La primauté accordée à l'organisation structurelle risque, selon Adorno, de prendre un "côté mécanique", donnant lieu à des "formes vides", où les relations "ont déjà dégénéré en patterns, en modèles abstraits" (Adorno, Quasi una fantasia, p. 323). Il n'est sans doute pas fortuit de noter ici que le US Copyright Office a refusé de consigner 1+1 de Glass (1968) en tant qu’œuvre musicale, considérant la pièce comme un "modèle théorique", et non une composition. Cette partition pour tapotements de doigts sur une table amplifiée n'est pas écrite dans son intégralité, mais offre deux blocs rythmiques de base, accompagnés d'une règle arithmétique de progression à laquelle Glass adjoint quelques exemples. Le fétichisme de la règle se traduit ici par une volonté de "transparence": la règle sert moins des intérêts esthétiques (auquel cas elle chercherait sans doute à ne pas se faire entendre /note 1) qu'elle ne se donne comme telle, dans sa simplicité revendiquée. La dimension esthétique se reportera sur les effets imprévus de l'application de la règle sur le matériau, réduisant l’efficace de l’œuvre au niveau physico-phénomélnal.

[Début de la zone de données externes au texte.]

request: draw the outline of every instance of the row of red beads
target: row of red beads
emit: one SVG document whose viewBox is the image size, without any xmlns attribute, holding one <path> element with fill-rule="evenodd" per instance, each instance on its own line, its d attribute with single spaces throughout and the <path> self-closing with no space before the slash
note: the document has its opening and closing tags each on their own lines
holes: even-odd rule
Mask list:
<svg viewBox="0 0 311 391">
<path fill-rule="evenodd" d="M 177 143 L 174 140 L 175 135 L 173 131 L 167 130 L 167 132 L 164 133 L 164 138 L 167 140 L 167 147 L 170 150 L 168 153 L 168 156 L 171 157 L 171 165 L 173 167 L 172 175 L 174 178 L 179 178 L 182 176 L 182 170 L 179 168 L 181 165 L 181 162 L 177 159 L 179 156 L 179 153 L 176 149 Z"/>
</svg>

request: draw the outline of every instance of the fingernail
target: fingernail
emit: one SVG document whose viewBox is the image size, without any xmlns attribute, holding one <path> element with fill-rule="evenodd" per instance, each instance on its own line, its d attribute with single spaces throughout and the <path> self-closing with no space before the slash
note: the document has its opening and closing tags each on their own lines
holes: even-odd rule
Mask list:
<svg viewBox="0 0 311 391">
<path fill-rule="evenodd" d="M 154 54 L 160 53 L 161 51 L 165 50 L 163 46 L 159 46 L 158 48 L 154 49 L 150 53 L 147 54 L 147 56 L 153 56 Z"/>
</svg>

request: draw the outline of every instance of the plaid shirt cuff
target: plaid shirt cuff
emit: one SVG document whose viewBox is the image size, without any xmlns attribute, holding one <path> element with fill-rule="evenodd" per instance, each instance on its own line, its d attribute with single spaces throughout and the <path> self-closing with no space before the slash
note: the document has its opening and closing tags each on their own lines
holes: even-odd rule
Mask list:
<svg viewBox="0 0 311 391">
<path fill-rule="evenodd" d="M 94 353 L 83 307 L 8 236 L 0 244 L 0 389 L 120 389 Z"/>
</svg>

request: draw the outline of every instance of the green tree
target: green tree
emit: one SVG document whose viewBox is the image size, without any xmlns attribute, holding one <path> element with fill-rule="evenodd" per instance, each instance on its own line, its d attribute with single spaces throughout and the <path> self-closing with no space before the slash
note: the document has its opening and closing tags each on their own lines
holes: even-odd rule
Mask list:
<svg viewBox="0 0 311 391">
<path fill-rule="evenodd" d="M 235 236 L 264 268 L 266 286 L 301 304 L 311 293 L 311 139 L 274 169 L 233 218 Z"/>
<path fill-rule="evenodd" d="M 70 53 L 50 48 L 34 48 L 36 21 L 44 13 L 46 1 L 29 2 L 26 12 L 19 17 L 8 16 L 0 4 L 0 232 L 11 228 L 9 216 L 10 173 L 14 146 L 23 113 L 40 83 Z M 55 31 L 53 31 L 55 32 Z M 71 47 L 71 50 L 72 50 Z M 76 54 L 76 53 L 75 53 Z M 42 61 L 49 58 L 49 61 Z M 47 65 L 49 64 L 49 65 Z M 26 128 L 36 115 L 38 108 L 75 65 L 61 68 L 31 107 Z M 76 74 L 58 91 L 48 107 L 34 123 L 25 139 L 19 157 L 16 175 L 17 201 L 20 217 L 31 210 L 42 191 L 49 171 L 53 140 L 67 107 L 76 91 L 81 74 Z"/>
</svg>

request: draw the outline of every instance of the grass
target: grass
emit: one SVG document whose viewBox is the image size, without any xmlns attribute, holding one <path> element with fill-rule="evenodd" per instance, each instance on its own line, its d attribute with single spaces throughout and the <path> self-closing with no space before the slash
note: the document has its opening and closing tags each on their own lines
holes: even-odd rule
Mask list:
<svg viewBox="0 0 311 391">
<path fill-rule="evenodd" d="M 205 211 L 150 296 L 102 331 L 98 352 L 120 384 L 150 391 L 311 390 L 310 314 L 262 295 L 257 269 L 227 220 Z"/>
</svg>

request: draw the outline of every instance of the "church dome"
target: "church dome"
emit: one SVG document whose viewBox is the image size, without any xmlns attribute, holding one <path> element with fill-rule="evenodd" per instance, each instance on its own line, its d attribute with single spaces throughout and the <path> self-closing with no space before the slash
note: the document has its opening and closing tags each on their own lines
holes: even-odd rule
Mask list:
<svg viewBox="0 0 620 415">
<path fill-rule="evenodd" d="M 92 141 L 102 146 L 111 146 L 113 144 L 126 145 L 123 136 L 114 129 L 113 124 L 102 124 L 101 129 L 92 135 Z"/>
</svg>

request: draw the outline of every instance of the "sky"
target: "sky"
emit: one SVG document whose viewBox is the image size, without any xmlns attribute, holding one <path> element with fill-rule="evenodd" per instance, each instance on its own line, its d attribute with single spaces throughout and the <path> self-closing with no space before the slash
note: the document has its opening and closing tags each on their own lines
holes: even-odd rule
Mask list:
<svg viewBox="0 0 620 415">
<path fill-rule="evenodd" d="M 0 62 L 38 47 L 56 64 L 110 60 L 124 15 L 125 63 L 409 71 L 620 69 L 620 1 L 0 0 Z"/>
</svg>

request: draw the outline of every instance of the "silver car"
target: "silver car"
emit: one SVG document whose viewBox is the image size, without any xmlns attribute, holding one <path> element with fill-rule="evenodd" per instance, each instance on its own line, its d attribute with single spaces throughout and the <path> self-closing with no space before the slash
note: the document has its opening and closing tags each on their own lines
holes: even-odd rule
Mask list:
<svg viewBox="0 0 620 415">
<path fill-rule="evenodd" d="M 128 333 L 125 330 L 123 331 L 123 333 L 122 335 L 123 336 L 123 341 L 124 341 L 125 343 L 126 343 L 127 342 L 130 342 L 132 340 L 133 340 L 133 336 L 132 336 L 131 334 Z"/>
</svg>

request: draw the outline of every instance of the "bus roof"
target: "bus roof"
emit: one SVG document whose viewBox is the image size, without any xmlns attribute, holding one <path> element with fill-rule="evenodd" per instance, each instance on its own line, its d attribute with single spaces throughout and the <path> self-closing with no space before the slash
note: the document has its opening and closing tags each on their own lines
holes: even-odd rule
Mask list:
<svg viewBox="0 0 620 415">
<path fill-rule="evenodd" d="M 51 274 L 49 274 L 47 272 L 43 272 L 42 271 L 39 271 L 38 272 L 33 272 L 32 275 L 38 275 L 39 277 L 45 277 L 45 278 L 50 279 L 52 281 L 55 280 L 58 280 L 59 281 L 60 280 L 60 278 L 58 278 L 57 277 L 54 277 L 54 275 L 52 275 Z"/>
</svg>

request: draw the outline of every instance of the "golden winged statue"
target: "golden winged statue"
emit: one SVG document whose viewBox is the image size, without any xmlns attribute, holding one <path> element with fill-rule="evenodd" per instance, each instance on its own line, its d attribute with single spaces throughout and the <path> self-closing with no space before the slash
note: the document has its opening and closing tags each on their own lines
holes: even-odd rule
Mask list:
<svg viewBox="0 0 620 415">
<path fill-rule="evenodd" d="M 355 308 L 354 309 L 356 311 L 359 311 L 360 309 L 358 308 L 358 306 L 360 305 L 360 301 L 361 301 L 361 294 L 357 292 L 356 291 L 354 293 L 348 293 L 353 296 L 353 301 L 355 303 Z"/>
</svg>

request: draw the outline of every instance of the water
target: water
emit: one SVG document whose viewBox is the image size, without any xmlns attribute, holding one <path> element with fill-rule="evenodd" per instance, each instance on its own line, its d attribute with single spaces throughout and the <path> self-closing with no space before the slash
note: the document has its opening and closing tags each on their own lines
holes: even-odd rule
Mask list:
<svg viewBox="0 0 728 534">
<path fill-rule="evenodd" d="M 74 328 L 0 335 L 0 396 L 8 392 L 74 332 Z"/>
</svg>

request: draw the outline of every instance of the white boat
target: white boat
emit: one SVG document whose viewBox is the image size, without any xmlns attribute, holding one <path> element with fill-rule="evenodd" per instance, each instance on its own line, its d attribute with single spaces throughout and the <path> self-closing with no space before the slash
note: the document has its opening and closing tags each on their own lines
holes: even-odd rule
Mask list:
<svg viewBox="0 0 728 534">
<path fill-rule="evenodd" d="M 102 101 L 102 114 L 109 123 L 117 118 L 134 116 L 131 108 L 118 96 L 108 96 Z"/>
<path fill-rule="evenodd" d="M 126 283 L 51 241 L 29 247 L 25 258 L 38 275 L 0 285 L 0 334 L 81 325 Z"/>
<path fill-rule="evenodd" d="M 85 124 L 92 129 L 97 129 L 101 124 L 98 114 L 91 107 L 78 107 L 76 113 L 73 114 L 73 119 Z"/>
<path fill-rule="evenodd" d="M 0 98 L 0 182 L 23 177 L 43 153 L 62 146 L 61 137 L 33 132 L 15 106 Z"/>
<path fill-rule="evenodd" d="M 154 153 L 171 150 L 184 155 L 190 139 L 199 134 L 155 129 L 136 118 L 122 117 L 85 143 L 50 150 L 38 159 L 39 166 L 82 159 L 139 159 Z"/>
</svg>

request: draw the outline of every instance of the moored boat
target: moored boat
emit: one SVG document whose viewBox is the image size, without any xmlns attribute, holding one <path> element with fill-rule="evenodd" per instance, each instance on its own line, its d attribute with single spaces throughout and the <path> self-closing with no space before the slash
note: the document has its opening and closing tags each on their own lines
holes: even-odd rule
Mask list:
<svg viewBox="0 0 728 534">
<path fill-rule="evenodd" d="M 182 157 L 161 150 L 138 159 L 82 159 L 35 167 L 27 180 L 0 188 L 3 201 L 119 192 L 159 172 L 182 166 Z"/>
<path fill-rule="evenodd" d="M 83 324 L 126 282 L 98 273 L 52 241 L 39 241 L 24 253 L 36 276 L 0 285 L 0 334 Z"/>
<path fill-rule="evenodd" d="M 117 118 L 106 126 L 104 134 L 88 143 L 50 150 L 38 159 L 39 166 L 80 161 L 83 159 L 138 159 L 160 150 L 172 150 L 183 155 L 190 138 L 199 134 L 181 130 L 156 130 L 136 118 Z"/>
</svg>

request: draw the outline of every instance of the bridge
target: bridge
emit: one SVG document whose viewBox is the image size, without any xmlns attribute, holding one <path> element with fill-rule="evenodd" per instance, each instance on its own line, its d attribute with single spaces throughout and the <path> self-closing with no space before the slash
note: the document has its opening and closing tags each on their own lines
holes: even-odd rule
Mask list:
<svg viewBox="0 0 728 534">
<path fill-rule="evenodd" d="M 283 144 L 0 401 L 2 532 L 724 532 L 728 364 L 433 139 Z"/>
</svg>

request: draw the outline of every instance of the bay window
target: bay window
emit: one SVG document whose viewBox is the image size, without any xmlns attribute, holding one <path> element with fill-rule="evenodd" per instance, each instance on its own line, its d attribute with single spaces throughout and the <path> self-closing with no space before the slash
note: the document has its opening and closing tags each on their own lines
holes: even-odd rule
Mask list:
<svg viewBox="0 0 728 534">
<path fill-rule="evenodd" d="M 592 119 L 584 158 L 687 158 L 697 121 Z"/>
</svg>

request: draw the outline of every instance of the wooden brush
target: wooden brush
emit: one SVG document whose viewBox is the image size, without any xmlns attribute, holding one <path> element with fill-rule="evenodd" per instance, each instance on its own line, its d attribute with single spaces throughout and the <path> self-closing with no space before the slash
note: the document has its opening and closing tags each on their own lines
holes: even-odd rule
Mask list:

/note 1: Adorno, ibid.: "Sans doute les compositeurs authentiques des siècles précédents, jusqu'au seuil de la nouvelle musique, doivent-ils moins leur grandeur au fait qu'ils se seraient passés de formules toutes faites, qu'à la manière dont ils ont su les faire oublier, ou leur insuffler un sens".
Robert Cowan établit un lien entre les choix poïetiques de Reich et la pensée du second Wittgenstein (note)
note: Cette corrélation n'est pas tout à fait fortuite: le compositeur a consacré un mémoire universitaire au philosophe, cité fréquemment des aphorismes du Tractatus dans ses entretiens et a mis en musique, dans Proverb (1995), un court texte de Wittgenstein. Cependant, l'aspect que Cowan met en évidence dans la citation est plus bien plus clairement relié au "premier" Wittgenstein qu'au "second".